Margarida Campos -  Enfermeira sanitarista, mestre em saúde pública pela Universidade Federal da Bahia

Margarida Campos –
Enfermeira sanitarista, mestre em saúde pública pela Universidade Federal da Bahia

O caso da Santa Casa de Manaus dá samba, mas, infelizmente do crioulo doido. Desde sua desativação em 2004, essa situação é alvo de variadas iniciativas e propostas de superação que ora avançam em direção ao que a sociedade pensa, deseja e quer (a recuperação e reabertura do hospital nos moldes anteriores), ora se reordenam em direção a projetos contraditórios, imprecisos, inconsistentes, remetendo a um confronto de forças antagônicas entre interesses particulares e o interesse coletivo.

O mais recente é o resultado do levantamento feito por técnicos da prefeitura e do Estado, divulgado neste jornal, “afirmando que o prédio está inviável para abrigar uma unidade de saúde”. E mais: consideraram-no impróprio para um hospital. Por quê? Faltou dizer, é preciso explicar. E não vale a velha e batida desculpa de que está tudo destruído, não há mais nada lá, as instalações são insuficientes e inadequadas para a realidade atual da cidade, o custo da reforma é alto, não há recursos etc.

Essa conversa não convence, até porque não há nada que a engenharia e a arquitetura modernas não recuperem, adaptem ou reinventem. Dinheiro também não é problema, basta reduzir o gasto público com a vassalagem, o marketing e com o circo, ou seja, fazer distribuição e aplicação democrática dos recursos, afinal a crise não pode penalizar apenas o coletivo.

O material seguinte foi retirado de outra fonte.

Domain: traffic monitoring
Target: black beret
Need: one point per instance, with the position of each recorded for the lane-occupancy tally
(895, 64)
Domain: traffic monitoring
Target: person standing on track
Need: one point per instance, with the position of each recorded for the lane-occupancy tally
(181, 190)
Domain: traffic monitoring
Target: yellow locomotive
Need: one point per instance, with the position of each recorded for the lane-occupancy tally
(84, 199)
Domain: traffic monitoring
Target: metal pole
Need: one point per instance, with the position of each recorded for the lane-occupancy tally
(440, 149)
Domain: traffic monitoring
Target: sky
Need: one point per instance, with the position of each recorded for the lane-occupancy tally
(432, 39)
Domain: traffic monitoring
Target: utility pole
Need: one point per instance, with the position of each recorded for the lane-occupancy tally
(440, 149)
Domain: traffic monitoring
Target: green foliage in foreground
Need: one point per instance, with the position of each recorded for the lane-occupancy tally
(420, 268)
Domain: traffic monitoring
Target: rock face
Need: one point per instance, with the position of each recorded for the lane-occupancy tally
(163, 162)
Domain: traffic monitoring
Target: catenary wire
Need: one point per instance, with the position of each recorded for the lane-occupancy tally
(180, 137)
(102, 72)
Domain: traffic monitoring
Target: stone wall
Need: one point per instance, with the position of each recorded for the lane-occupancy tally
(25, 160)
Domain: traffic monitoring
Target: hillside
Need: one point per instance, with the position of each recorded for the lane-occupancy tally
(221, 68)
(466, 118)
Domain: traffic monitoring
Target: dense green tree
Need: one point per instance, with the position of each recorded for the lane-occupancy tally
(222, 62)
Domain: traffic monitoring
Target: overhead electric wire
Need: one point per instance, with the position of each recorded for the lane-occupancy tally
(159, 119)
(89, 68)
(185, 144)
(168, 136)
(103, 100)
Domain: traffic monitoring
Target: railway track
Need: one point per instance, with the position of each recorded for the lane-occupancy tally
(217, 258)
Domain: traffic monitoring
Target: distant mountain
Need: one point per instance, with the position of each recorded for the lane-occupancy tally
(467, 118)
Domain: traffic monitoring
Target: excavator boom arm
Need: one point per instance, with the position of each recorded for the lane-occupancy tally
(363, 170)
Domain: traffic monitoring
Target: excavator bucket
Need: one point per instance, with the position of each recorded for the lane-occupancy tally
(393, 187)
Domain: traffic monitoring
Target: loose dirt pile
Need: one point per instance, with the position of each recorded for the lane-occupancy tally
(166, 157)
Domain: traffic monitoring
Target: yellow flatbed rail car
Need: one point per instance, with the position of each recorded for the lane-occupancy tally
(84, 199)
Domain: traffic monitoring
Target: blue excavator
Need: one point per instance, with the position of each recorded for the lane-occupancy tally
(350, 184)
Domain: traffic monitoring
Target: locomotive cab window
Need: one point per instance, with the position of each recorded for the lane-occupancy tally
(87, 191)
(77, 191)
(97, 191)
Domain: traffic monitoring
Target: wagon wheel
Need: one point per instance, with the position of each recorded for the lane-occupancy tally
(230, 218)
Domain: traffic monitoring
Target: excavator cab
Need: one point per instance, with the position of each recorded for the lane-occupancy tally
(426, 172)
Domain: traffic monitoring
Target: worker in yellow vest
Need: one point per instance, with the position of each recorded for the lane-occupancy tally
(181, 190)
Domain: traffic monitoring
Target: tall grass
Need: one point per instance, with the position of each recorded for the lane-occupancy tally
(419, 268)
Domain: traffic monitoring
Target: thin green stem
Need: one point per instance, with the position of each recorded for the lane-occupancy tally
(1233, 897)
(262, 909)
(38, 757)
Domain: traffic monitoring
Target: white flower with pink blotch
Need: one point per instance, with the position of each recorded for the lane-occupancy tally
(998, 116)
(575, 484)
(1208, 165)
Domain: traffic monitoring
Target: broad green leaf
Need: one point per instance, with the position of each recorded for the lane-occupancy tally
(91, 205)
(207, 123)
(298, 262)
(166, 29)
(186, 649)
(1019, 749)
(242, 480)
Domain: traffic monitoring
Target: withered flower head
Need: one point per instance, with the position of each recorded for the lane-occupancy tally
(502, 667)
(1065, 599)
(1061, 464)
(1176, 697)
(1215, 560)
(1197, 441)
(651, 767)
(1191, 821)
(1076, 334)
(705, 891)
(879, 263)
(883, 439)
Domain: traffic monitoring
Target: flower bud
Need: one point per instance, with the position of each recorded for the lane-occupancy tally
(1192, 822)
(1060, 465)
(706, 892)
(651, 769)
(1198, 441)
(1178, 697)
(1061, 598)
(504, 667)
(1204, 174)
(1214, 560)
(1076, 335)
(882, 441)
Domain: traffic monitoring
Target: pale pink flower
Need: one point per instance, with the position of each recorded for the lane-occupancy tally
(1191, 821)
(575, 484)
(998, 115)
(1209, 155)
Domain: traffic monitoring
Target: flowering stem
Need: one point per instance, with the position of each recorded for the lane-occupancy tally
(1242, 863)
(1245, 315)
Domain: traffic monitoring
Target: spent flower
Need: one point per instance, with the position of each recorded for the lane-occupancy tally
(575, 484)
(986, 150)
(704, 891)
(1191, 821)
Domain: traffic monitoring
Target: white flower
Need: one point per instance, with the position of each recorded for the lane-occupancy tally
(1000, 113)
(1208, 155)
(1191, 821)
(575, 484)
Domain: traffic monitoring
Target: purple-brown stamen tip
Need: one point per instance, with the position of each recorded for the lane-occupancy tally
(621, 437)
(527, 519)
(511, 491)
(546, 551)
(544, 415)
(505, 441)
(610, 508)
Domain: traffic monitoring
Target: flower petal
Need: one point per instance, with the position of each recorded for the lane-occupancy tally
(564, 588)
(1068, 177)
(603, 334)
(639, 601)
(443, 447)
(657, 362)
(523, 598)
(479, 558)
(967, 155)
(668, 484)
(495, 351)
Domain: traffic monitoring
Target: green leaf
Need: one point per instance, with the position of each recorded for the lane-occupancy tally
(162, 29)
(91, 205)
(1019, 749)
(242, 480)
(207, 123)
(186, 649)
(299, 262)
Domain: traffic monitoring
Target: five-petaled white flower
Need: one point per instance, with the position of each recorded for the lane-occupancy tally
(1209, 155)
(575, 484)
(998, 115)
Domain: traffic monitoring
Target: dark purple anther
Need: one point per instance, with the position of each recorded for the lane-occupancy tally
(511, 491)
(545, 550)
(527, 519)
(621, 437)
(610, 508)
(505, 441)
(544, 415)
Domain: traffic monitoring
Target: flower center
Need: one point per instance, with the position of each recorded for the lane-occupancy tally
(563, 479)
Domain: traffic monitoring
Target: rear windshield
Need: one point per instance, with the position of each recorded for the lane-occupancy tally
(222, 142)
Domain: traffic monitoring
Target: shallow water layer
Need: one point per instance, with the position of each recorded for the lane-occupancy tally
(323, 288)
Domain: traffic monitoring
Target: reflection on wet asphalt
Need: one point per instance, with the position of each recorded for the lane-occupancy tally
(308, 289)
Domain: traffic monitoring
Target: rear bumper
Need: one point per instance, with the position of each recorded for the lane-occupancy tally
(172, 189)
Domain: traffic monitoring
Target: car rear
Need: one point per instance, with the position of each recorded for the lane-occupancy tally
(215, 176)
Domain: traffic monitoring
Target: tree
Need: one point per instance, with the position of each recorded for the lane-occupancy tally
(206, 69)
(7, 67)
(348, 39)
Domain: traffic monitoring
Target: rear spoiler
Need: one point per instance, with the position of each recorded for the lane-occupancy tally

Além disso, quem permitiu, com sua contumaz omissão, a deterioração agônica da Santa Casa, patrimônio de enorme valor cultural e de função social de fundamental importância para a coletividade, foi a estrutura de poder local (Executivo, Legislativo e Judiciário), cabe ela, portanto, recuperá-la e devolvê-la ao povo, que a mantém com o pagamento de seus impostos sem que lhe prestem conta de seus (des) serviços.

Quando a Santa Casa foi inaugurada em 1880 a assistência hospitalar de caráter geral no âmbito estadual inexistia. Foi esta instituição e a Beneficente Portuguesa que assumiram a responsabilidade pelo atendimento da demanda, sendo que a Beneficente, de acordo com seu estatuto, fazia distinção de clientela. A Santa Casa, então, concentrou o grosso do atendimento por décadas, recebendo dotação orçamentária do governo, paga com atraso considerável, o que contribuiu para uma sobrevivência de perenes dificuldades.

Os problemas financeiros, contudo, não impediram que prestasse serviço à sociedade amazonense preenchendo a lacuna do Estado na assistência hospitalar devida a população, especialmente a indigente que não podia recorrer à clínica privada, como era comum nas camadas de maior poder aquisitivo, pois não havia na época a previdência social.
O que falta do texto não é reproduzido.